Greatest Adventure has profound production deficiencies. Director Guillermin and cinematographer Edward Scaife are mixing location shots from two obviously different locations—usually with a jump cut courtesy Bert Rule—but Guillermin and Scaife also have some set shots, then some projection composites, then stock African safari footage. And then Rule’s jump cuts. And Guillermin’s composition. He’s so close on it, every time. The way he shoots leading lady Sara Shane ruins her performance. Well, okay, Rule’s cutting probably hurts it worse, but Guillermin has a very strange way of shooting Scott and Shane—like he doesn’t trust them with the scene, and then when they succeed (occasionally with qualifications, yes, but still success), Guillermin doesn’t acknowledge it. Scott and Shane have this relatively effective love affair in this tense experience. Because Shane didn’t mean to tag along with Scott, she just wanted to be a jerk to him—Shane’s a model but mostly just a special friend to a very rich guy. The characterization of Shane and Gabel—their character setup—is not great. But Gabel and Shane get caught up in the events—Scott hunting Quayle, Quayle deciding to hunt him right back—and both women start their own character arcs, totally separate from the boys.

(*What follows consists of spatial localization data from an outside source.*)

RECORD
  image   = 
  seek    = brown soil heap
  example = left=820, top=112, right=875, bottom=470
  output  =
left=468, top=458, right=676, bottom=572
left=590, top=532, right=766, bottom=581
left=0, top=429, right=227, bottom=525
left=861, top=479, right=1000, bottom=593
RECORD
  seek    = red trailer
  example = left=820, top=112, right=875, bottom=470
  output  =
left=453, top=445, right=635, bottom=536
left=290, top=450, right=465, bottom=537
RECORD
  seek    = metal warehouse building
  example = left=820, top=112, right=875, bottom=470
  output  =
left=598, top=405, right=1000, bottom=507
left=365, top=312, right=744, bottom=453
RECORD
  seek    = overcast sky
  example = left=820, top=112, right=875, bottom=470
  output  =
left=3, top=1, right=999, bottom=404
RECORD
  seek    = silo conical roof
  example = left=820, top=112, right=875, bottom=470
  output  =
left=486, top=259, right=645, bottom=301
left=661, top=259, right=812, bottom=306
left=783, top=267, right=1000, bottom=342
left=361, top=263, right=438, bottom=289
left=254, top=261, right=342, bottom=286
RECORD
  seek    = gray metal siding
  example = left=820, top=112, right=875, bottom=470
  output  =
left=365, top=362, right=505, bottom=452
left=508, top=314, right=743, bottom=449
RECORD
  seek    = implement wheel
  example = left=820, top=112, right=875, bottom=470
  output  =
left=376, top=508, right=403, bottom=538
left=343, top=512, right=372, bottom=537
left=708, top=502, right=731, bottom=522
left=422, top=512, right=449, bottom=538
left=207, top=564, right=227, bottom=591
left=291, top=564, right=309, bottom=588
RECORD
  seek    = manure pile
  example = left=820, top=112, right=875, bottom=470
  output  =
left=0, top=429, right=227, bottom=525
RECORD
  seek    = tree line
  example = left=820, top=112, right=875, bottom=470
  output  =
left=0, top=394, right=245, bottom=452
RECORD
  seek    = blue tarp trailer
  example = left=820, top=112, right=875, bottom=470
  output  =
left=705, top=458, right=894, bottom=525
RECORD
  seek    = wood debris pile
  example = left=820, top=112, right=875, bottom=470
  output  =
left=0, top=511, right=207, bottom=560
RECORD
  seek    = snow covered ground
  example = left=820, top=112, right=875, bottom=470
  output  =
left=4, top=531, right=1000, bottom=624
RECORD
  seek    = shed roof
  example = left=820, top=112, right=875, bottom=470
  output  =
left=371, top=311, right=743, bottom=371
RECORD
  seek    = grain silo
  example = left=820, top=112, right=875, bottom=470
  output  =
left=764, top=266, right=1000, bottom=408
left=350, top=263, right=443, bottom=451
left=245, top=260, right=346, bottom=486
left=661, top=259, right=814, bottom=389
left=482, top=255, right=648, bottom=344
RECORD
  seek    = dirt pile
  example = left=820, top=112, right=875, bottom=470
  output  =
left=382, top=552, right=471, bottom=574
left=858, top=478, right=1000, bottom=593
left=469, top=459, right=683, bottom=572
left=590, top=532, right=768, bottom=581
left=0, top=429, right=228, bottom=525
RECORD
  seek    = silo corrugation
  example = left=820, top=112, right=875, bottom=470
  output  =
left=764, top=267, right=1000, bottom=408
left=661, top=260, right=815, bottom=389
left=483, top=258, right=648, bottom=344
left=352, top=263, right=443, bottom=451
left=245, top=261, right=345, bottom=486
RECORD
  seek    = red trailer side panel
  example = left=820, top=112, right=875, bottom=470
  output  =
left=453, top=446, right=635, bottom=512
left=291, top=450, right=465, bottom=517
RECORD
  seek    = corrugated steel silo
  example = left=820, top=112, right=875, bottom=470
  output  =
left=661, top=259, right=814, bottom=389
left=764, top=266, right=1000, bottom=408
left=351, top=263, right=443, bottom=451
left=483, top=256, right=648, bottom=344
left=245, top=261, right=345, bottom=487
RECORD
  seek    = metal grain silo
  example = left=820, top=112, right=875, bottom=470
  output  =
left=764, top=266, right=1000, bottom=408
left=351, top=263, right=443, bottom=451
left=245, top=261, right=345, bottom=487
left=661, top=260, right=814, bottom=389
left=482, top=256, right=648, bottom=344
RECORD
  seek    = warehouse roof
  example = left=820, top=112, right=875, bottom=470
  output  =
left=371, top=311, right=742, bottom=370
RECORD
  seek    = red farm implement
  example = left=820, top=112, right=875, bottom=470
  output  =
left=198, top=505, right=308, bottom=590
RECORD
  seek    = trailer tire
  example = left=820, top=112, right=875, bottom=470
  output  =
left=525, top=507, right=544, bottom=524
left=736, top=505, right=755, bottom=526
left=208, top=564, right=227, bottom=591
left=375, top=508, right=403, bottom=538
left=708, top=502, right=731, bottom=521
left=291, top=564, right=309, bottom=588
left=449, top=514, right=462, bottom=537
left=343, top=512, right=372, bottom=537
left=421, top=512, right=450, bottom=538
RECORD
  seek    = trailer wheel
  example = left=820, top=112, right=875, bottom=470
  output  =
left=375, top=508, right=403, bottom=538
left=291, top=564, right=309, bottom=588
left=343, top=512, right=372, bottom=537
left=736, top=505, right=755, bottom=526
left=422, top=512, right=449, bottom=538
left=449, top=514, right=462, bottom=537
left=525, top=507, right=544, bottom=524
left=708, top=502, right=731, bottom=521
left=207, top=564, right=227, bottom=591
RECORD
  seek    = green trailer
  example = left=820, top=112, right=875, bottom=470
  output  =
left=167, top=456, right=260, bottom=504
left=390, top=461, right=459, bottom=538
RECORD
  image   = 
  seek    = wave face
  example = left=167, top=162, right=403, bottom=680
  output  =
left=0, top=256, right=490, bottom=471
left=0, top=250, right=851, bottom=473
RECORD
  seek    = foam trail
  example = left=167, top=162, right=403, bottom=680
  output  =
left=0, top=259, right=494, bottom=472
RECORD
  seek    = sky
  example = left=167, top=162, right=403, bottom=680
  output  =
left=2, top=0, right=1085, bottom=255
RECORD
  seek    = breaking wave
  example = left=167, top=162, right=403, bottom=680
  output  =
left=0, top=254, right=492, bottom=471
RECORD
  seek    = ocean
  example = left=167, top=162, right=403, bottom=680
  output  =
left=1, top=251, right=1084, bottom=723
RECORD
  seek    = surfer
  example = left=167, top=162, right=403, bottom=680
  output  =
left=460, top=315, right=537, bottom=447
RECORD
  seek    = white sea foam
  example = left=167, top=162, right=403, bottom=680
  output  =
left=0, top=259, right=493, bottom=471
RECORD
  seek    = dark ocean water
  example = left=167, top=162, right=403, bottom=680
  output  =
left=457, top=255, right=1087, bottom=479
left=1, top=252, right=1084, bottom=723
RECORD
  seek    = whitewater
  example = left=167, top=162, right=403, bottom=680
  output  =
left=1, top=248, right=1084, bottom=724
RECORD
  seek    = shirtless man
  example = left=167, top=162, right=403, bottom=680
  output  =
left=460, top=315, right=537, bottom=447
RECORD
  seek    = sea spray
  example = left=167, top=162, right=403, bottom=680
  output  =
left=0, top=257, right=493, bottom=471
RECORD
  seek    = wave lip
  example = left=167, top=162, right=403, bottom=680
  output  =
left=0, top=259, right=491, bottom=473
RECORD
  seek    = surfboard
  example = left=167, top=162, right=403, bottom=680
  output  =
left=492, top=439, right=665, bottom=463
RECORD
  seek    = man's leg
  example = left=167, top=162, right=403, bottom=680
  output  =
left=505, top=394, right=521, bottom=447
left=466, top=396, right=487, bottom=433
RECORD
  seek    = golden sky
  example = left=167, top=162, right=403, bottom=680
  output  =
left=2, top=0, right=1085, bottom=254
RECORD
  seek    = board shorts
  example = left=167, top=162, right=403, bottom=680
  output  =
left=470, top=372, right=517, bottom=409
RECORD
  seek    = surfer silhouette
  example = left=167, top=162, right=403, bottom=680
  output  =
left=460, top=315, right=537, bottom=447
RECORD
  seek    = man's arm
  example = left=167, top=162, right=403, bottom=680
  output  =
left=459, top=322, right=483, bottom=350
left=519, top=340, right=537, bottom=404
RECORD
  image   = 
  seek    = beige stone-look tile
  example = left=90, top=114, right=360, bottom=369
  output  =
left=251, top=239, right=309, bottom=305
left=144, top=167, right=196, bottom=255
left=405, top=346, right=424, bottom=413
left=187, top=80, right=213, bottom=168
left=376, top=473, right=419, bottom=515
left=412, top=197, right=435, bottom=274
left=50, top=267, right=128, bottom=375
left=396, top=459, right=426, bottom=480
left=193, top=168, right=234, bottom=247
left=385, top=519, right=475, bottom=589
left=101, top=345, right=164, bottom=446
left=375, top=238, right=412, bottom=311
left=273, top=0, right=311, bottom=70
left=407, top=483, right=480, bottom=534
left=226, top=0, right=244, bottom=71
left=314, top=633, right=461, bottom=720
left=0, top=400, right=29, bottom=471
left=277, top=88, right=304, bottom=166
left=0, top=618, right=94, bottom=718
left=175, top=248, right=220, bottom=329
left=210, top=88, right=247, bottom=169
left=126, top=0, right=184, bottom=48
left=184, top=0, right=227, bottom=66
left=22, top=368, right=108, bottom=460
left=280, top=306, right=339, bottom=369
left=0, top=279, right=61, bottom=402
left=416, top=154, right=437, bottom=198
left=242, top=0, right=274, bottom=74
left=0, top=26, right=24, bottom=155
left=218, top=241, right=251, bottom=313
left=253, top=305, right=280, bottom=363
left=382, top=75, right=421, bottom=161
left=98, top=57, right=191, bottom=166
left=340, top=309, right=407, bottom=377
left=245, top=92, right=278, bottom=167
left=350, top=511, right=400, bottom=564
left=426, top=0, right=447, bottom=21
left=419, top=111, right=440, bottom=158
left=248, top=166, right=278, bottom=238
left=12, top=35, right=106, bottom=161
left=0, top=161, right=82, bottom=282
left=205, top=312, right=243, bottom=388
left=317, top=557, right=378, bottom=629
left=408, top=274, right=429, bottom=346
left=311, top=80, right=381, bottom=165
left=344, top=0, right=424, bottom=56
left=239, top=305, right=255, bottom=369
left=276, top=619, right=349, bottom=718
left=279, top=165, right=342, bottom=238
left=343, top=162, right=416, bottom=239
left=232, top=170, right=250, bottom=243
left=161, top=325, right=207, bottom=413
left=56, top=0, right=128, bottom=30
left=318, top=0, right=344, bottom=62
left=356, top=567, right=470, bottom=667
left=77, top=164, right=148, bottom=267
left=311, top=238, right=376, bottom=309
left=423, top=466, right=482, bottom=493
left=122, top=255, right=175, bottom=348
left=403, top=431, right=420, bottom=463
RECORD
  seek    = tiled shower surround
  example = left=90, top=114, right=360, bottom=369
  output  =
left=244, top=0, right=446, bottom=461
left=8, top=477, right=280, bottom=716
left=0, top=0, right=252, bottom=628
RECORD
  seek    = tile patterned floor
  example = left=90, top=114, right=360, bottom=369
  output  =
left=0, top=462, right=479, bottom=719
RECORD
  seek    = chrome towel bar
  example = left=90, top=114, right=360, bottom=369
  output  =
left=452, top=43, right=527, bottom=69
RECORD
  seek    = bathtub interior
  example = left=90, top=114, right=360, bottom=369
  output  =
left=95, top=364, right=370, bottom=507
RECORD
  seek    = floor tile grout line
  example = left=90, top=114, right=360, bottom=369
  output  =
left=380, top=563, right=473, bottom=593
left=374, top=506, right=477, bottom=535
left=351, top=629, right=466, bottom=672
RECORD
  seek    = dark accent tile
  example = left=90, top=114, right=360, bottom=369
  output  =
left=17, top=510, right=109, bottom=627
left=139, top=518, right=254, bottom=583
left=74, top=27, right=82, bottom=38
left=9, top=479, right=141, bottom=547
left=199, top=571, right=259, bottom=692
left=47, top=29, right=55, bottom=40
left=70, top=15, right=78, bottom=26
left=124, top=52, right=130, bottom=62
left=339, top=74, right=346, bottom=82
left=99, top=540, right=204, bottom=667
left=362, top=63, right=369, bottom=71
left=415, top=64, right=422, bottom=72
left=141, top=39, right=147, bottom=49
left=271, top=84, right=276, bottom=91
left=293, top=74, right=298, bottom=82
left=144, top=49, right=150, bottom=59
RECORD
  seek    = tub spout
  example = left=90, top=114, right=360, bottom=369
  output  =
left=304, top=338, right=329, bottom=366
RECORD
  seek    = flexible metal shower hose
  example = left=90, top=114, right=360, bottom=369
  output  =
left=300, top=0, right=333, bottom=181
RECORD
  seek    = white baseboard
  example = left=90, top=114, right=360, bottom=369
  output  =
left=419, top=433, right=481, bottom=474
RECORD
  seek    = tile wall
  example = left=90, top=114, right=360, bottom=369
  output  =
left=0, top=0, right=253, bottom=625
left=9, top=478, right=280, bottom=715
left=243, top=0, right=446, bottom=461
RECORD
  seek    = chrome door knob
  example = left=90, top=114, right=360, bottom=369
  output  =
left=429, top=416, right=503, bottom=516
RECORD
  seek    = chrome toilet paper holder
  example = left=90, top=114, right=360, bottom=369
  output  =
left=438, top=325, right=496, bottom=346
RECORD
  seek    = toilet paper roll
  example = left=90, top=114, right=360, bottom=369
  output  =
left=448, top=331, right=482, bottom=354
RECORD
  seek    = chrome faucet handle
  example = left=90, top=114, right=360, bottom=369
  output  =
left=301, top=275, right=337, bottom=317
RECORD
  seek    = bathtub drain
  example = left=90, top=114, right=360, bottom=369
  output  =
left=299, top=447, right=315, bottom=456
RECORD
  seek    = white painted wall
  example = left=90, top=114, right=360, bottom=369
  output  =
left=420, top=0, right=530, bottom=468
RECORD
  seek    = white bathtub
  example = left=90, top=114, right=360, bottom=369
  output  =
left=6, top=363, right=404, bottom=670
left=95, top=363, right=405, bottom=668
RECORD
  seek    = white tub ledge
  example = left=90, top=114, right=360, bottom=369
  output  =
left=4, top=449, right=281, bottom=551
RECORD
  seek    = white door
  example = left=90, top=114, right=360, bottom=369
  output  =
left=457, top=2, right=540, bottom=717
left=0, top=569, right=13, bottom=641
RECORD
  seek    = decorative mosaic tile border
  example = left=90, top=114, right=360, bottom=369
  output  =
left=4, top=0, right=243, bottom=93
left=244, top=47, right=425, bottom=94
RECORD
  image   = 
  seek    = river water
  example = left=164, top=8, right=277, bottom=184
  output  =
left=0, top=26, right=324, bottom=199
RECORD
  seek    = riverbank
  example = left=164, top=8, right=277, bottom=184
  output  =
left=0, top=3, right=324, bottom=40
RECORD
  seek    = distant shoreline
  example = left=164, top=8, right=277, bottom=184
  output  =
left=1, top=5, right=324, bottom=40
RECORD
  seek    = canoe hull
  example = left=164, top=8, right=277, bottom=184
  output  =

It’s cool. Even with all the issues.

Scott’s fine. Well, until the end when he needs to carry the movie, even for a moment and he can’t, but he’s fine. Even with the goofy dialogue. He’s got very goofy dialogue to show he’s Tarzan and not some regular dude. Formal but grammatically incorrect or something. But it’s all about Quayle. Quayle gives a truly superb performance. He gets to Ahab out, he gets to bare his soul, he gets to handle the mundane personality conflicts between his crew, he gets to have this weird but sincere romance with Gabel. Quayle takes the role as written and adds all sorts of depth to it. Guillermin helps a lot with adding texture—with the bad guys, anyway—but it seems like Quayle’s out there on his own and Guillermin is just getting to watch like the rest of us. It’s a great villain performance. And rather grounded, especially considering it’s Tarzan’s Greatest Adventure.

It gets good for a long while, then the end fumbles. Badly.

But Guillermin tries a lot and some of it succeeds. Quayle’s legitimately fantastic performance, for example.